Escalators are everywhere. Let's take my journey to camp for example, and count how many escalators I have to ride.
At Tanah Merah Station, I take one down to the underground, and then another to the control station and finally another to the platform. That's THREE.
I would ride said train all the way to Paya Lebar. At Paya Lebar interchange, I take THREE escalators just to get to the Circle Line Platform. This brings our total to SIX.
I would take the Circle Line to Bishan, and from Bishan, I would take the Red Line to Ang Mo Kio, but before that, I've to make my way on foot to the Red Line platform. To get there, I take TWO escalators, bringing our total to EIGHT.
I finally alight at Ang Mo Kio Station.
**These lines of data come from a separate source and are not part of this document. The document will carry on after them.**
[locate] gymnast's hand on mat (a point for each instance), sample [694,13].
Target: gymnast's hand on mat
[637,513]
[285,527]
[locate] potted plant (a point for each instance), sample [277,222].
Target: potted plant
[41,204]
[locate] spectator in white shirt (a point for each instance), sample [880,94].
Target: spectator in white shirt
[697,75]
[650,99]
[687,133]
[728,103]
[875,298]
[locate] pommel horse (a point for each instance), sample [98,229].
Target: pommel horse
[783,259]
To get to the control station, I take an escalator down, then I take another to get to the underpass, and then another up to the bus interchange where I would take 169.
What's our grand total? If you've been keeping count, it's freaking ELEVEN. And if I have to go back and forth camp that day, it'll be TWENTY-TWO ESCALATORS.
Most of the time, the ride up the escalator is a pleasant journey. If you're lucky, there'll be a girl wearing a short skirt riding slightly above you! If you're lucky there'll be girls on the other side who are gorgeous. If you're unlucky, you'd be rushing up/down the escalator, and some dumbass would be blocking your way.
I hate to cite anything from stomp, but here's a picture to illustrate my point better:
It's damn irritating! When the train is right there, but some gay is blocking your way....oh, it makes my blood boil. Most of the time, I'd just say excuse me, but what if the person blocking the way is several steps in front? Nothing you can do but suck thumb.
Here's what they should do: Install tasers on the right side of the escalator. If you stand there for too long, electric shocks would be sent through the handle, or the platform, and you'll know you're doing something bad. Deceptively simple, yet shockingly effective.
Or they can color the handrails a different colour. It'll be a visual stimulant. It can be red, and they'll think danger, and they won't stay there for an extended period of time.
Simple right? Riding up/down those 22 escalators would be orgasmic if I was the President.